… tak to się zaczęło

Domki. Zaczęło się od jednego, przypadkowego rysunku. Nie dlatego, że jestem fanką architektury i architektem, ale coś w tych kilku kreskach jest magicznego. Zanim jednak doszło do tego spotkania zdarzyło się co innego …

skandynawski_kubek_na_prezent_17

Wydawało mi się, że jestem jak płyta winylowa, która kręci się w kółko i codziennie jest tylko obracana na drugą stronę … i tak od początku. Wstaję rano, wychodzę do pracy, wracam późnym wieczorem, od razu wpadam w domowe obowiązki i zasypiam przy książce lub oglądając film. Nie chciałam, za rok, odpowiedzieć sobie na pytanie: „jak minęło Ci ostatnie 12 miesięcy?” no własnie … „jak?”. Kto z Was popadł w taką rutynę i nie może się uwolnić? Pewnie kilka łapek podniosło się do góry. To był dla mnie kluczowy moment na postawienie sobie nowego wyzwania. Jak?

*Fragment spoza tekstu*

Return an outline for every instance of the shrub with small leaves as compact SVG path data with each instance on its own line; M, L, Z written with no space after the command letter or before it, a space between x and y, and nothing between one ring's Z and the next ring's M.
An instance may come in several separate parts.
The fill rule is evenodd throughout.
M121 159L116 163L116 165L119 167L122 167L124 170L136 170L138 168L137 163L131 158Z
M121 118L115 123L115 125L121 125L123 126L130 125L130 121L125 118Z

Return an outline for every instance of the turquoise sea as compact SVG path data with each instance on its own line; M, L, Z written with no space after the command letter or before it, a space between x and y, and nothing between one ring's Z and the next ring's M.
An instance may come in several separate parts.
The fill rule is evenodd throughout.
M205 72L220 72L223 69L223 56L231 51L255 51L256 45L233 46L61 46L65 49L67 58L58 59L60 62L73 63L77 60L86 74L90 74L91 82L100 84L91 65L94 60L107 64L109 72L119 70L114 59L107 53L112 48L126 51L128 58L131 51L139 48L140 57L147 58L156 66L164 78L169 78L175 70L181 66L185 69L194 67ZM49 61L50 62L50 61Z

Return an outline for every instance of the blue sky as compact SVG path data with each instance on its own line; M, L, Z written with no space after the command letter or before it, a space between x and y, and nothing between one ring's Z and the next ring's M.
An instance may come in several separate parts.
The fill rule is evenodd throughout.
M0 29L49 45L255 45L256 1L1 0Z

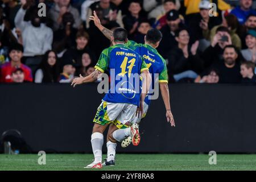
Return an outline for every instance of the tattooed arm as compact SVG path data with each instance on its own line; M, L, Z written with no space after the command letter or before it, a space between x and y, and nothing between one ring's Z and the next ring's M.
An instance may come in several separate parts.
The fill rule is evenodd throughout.
M95 11L93 11L93 16L90 16L90 20L93 20L94 22L95 26L101 31L101 32L102 32L108 39L110 40L111 37L113 36L113 31L106 28L101 24L101 21Z
M102 73L102 72L101 71L100 71L97 69L96 69L90 75L89 75L85 77L84 77L80 74L79 77L76 78L73 80L72 83L71 84L71 86L73 86L74 87L75 87L77 85L81 85L84 83L93 82L98 78L98 77L101 73Z

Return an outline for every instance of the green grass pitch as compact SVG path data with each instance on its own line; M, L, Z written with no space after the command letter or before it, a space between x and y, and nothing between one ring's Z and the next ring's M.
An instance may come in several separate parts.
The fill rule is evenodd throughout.
M92 154L47 154L46 164L39 165L36 154L0 154L0 171L86 171ZM104 158L106 155L104 155ZM256 155L217 155L217 164L209 165L204 154L118 154L115 166L92 170L256 170Z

  • szukałam zajęcia, które pomoże mi „zwolnić”, a szczególnie znaleźć moment dla siebie i odpoczynek po powrocie z pracy
  • musiało być to coś, co pozwala mi się skupić i oderwać od rzeczywistości, innymi słowy: odpłynąć
  • czynność tą, chciałam móc wykonywać nie tylko w domu, czasem znajduję się w innym miejscu niż dom i chcę też mieć do niej łatwy dostęp

Niektórzy potrafią „odpłynąć” przygotowując sobie gorącą kąpiel, inni idąc na masaż, a ja jak się okazuje: odpływam piekąc ciasto, przygotowując kolację lub … rysując. Postanowiłam, że:

„w ciągu kolejnych 100 dni narysuję 100 domków”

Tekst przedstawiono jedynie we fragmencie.